Predicting the future for biodiversity
Conservation biology is frequently referred to as a “crisis discipline“, a status which doesn’t appear to be changing any time soon. Like any response to a crisis, biologists of all walks of life operate under a prioritisation scheme – how can our finite resources be best utilised to save as much biodiversity as possible? This approach requires some knowledge of both current vulnerability and future threat – we need to focus our efforts on those populations and species which are most at-risk of extinction in the near (often immediate) future.
From an evolutionary perspective, this approach involves understanding which populations will face the greatest adaptive pressure in the future. This can be thought of as a product of two interacting components – one, the current adaptive potential of the given population, and two, the future environmental change the population is expected to experience. Trying to tie these aspects into a single quantifiable trait is the basis of “genomic vulnerability”, a term which was first popularised by Bay et al. 2018 in their landmark paper on the American yellow warbler in Science. Understandably, the paper generated significant attention from the scientific community which saw the broad applicability of the method. Since then, a number of other papers have applied and expanded upon the method to include additional factors (such as land-use changes and migration ability) or using other biological systems.
For this post, we’re going to take a brief foray into the process of calculating genomic vulnerability scores. In essence, this involves identifying loci (SNPs) which are associated with environmental variation, and then projecting these onto future climate conditions. Genomic vulnerability can be summarised as the amount of adaptive genetic change in a population required to keep up with climate change. This summary has been significantly simplified (particularly statistically) for clarity – just bear in mind that there are often multiple other pre-processing and validation steps to account for confounding factors and provide more robust inferences.
Genomic vulnerability requires two main initial inputs – genetic data, in the form of allele frequencies per population, and environmental data where each population occurs. For this post, I used a combination of simulated genetic data and real (empirical) environmental data for the following analyses.
Simulated genetic data
I simulated genetic data for ten populations of a species (I’ll let your own taxonomic biases dictate what you’d like to pretend the species is), each consisting of ten individuals (so 100 total). Using the R package scrime I randomly generate genotypes for 5,000 loci (SNPs) from a normal distribution. That is, for a given SNP each individual was assigned one of two possible alleles (no invariant sites or triallelic loci). Because of this sampling strategy, we can effectively rule out population structure as a confounding factor, but it’s important to remember that the data are not entirely realistic for this reason. Ordinarily, there would be a number of data filtering steps and prior knowledge about the study system to make sure the genetic data are robust.
From this genotypes, I then calculated the frequency of these alleles per population using the dartR package, which acts as the input for the genotype-environment analysis below.
Empirical environmental data
For the environmental data, I chose four different environment variables from across southeast Australia, obtained from the CHELSA climatic database. These come from a larger global database of 19 bioclimatic variables related to temperature and precipitation, which are widely used to estimate species distributions and summarise environmental characteristics driving selection. I chose to use annual mean temperature (Bio1), isothermality (Bio3), total annual precipitation (Bio12) and the seasonality of precipitation (Bio15).
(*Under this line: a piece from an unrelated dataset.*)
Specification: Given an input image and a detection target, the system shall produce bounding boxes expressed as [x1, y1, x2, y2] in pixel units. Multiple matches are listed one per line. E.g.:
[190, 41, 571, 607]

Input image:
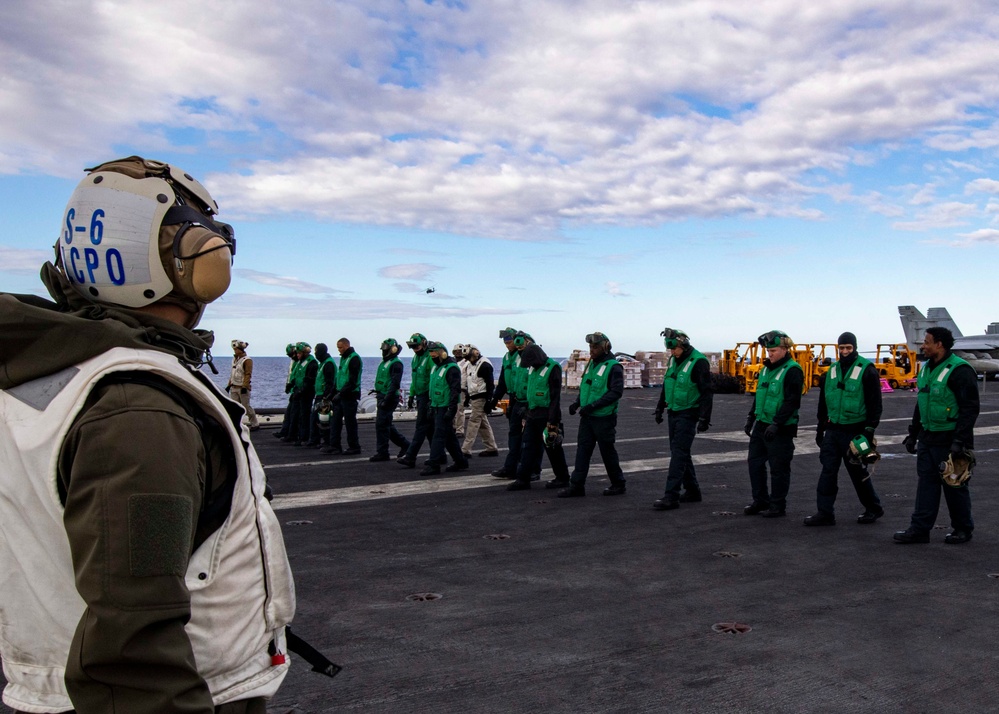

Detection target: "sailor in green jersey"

I decided on this particular region and these particular variables for a few different reasons:
- I already had the data available from my own PhD work, saving me some processing time.
- From that work, I already know that these variables are not strongly correlated (R > 0.8) with one another, an issue which could impact on genotype-environment associations below.
- The region has notable climatic variation, especially in terms of temperature and climate, which makes it ideal for this approach (especially considering the genetic data are randomly generated and thus not likely to innately show differences between populations).
- It’s relatively easy to obtain future projections of the same variables for the same region from the CHELSA database (this is an important factor further down).
For each of the populations created above, I randomly generated coordinates for their position in southeast Australia (on land only, of course) using the sampleRandom function of the raster R package. This serves to randomly associate the simulated genetic variation with local environmental conditions (without my own bias of manually choosing where to place the populations). Overall, however, they appear to be nicely spread throughout the region.
Genotype-environment association (GEA)
The next major step in the pipeline involves combining these two sources of data to identify genetic variants associated with environment variation – this falls under the scope of “genotype-environment association” (or GEA for short). In essence, GEA approaches seek to detect alleles whose frequency is statistically correlated with environmental variation across the populations. There are a number of statistical approaches to detect this associations, accounting for various confounding factors or types of associations (e.g. linear, exponential, multivariate). One commonly used statistical approach is redundancy analysis (RDA), which is particularly effective at detecting relationships involving multiple alleles and environmental factors simultaneously. RDAs allow for the regression of multiple response variables (allele frequencies) on multiple explanatory variables (environmental variables) simultaneously, seeking to identify which SNPs have allele frequencies which can be linearly explained by components of the environment.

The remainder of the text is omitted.